Let's talk about knowledge extraction. Have you learned it?
1. Introduction
Knowledge extraction usually refers to mining structured information from unstructured text, such as tags and phrases containing rich semantic information. This is widely used in the industry in scenarios such as content understanding and product understanding. By extracting valuable tags from user-generated text information, it is applied to content or products.
Knowledge extraction is usually accompanied by The classification of extracted tags or phrases is usually modeled as a named entity recognition task. A common named entity recognition task is to identify named entity components and classify the components into place names, person names, organization names, etc.; domain-related tag word extraction will Tag words are identified and divided into domain-defined categories, such as series (Air Force One, Sonic 9), brand (Nike, Li Ning), type (shoes, clothing, digital), style (INS style, retro style, Nordic style) )wait.
For the convenience of description, in the following, tags or phrases rich in information are collectively called tag words
2. Knowledge extraction classification
Figure 1 Classification of knowledge extraction methods
3. Tag word mining
Unsupervised method
Statistics-based method
- TF-IDF (Term Frequency-Inverse Document Frequency): Count the TF-IDF score of each word. The higher the score, the greater the amount of information contained.
Rewritten content: Calculation method: tfidf(t, d, D) = tf(t, d) * idf(t, D), where tf(t, d) = log (1 freq(t, d)), freq(t,d) represents the number of times candidate word t appears in the current document d, idf(t,D) = log(N/count(d∈D:t∈D) ) indicates how many documents the candidate word t appears in, and is used to indicate the rarity of a word. If a word only appears in one document, it means that the word is rare and has more information.
Specific business In this scenario, you can use external tools to conduct a first round of screening of candidate words, such as using part-of-speech tags to screen nouns.
- YAKE[1]: Five features are defined to capture keyword characteristics, which are heuristically combined to assign a score to each keyword. The lower the score, the more important the keyword is. 1) Capital letters: Term in capital letters (except for the beginning word of each sentence) is more important than Term in lowercase letters, corresponding to the number of bold words in Chinese; 2) Word position: each paragraph of text Some words at the beginning are more important than subsequent words; 3) Word frequency, counts the frequency of word occurrence; 4) Word context, used to measure the number of different words that appear under a fixed window size, one word The more different words co-occur, the lower the importance of the word; 5) The number of times a word appears in different sentences, a word appears in more sentences, the more important it is.
Graph-Based Model
- TextRank[2]: First perform word segmentation and part-of-speech on the text Annotate and filter out stop words, leaving only words with specified parts of speech to construct the graph. Each node is a word, and edges represent relationships between words, which are constructed by defining the co-occurrence of words within a moving window of a predetermined size. Use PageRank to update the weight of nodes until convergence; sort the node weights in reverse order to obtain the most important k words as candidate keywords; mark the candidate words in the original text, and if they form adjacent phrases, combine them into multiple Keyword phrases for phrases.
Representation-based methodEmbedding-Based Model
- EmbedRank[3]: Select candidate words through word segmentation and part-of-speech tagging, use pre-trained Doc2Vec and Sent2vec as vector representations of candidate words and documents, and calculate cosine similarity to rank candidate words. Similarly, KeyBERT[4] replaces the vector representation of EmbedRank with BERT.
Supervised method
- First screen candidate words and then use tag word classification: The classic model KEA[5] uses Naive Bayes as a classifier to score N-gram candidate words on four designed features.
- Joint training of candidate word screening and tag word recognition: BLING-KPE[6] takes the original sentence as input, uses CNN and Transformer to encode the N-gram phrase of the sentence, and calculates whether the phrase is a tag word Probability, whether the label word is manually labeled Label.

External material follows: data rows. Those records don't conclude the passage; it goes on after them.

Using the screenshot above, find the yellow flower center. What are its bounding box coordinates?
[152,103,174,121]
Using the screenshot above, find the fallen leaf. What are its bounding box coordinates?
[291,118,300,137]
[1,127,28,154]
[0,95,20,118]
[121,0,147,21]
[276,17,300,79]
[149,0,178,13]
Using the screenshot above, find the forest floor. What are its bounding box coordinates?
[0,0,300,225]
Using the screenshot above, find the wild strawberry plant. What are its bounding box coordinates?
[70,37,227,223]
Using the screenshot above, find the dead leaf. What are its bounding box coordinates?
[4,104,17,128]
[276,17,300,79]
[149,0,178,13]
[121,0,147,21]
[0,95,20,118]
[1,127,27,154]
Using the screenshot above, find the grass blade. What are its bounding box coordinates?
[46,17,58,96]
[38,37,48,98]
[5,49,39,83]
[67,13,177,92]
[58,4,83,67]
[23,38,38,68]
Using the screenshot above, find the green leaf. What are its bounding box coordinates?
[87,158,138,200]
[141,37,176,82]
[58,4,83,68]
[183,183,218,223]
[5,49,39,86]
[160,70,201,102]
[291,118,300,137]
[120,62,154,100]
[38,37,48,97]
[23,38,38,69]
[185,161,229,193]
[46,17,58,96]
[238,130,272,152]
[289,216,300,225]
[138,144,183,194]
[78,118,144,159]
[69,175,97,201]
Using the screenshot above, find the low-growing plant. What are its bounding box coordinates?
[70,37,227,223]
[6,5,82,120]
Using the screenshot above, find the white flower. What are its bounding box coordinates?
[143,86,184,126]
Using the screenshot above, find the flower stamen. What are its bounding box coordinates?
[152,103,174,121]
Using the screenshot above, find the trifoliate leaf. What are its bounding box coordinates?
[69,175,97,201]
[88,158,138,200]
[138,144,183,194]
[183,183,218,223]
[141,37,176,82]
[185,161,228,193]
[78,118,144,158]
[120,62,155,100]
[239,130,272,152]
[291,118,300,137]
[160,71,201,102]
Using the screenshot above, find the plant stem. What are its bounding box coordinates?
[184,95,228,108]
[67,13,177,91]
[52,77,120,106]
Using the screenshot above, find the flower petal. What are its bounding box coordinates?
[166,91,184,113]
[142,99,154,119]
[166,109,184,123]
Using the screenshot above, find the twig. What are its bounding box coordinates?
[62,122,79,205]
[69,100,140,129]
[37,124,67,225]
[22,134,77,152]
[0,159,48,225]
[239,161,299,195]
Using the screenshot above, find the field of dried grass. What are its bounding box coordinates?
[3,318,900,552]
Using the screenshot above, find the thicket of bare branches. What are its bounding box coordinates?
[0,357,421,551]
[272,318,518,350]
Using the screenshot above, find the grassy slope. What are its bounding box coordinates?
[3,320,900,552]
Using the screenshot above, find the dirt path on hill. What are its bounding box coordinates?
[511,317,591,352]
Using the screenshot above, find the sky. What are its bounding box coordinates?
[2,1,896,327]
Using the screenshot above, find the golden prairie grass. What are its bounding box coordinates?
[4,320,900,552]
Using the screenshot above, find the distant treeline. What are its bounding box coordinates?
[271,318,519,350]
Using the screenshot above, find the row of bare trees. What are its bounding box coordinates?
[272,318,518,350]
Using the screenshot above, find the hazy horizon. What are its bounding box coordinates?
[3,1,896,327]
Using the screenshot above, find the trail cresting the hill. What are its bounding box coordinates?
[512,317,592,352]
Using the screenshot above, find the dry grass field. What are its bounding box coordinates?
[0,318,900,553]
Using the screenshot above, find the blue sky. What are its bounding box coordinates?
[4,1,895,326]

BERT-KPE[7] Based on the idea of BLING-KPE, ELMO is replaced by BERT to better represent the vector of the sentence.
Figure 2 BLING-KPE model structure
Far supervision method
AutoPhrase
In this article, we define high-quality phrases as those words with complete semantics, when the following four conditions are met at the same time
- Popularit: frequency of occurrence in the document High enough;
- Concordance: The frequency of Token collocation is much higher than that of other collocations after replacement, that is, the frequency of co-occurrence;
- Informativeness: informative and clear, such as "this "is" is a negative example with no information;
- Completeness: The phrase and its sub-phrases must have completeness.
AutoPhrase tag mining process is shown in Figure 3. First, we use part-of-speech tagging to screen high-frequency N-gram words as candidates. Then, we classify the candidate words through distant supervision. Finally, we use the above four conditions to filter out high-quality phrases (phrase quality re-estimation)

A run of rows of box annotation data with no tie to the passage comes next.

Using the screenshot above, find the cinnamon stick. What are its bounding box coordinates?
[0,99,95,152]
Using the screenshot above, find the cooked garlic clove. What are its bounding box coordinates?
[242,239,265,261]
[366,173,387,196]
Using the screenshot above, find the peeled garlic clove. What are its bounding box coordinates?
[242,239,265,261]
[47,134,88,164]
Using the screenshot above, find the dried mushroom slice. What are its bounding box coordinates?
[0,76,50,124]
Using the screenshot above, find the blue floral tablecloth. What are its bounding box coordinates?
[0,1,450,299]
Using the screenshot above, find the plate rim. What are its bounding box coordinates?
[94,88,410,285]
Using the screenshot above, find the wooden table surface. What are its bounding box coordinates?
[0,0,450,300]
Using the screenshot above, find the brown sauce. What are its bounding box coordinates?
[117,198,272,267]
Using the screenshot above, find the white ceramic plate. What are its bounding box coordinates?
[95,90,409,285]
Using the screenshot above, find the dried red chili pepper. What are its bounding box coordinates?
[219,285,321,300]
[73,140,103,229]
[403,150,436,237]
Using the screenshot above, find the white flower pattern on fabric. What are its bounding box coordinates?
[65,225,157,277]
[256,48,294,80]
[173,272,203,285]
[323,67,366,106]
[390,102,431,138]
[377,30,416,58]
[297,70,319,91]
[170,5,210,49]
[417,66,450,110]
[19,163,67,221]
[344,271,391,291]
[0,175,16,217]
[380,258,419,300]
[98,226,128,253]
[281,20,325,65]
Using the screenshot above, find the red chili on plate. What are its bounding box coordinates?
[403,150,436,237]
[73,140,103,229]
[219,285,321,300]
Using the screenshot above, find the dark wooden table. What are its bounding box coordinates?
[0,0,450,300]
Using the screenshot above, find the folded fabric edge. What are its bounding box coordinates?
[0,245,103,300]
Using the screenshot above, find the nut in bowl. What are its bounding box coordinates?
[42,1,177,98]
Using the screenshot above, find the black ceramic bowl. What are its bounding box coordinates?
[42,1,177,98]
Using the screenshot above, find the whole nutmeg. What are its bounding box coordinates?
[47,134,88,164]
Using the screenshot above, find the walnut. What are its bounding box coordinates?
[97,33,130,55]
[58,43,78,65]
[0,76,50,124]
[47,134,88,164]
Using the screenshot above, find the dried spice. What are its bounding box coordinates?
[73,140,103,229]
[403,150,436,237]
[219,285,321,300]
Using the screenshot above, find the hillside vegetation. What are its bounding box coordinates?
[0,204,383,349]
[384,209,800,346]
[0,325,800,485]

Figure 3 AutoPhrase tag mining process
From external knowledge The library obtains high-quality phrases as Positive Pool, and other phrases as negative examples. According to the experimental statistics of the paper, there are 10% of high-quality phrases in the negative example pool because they are not classified into negative examples in the knowledge base, so the paper uses the following method: The random forest ensemble classifier shown in Figure 4 reduces the impact of noise on classification. In industry applications, classifier training can also use the two-classification method of inter-sentence relationship tasks based on the pre-training model BERT [13].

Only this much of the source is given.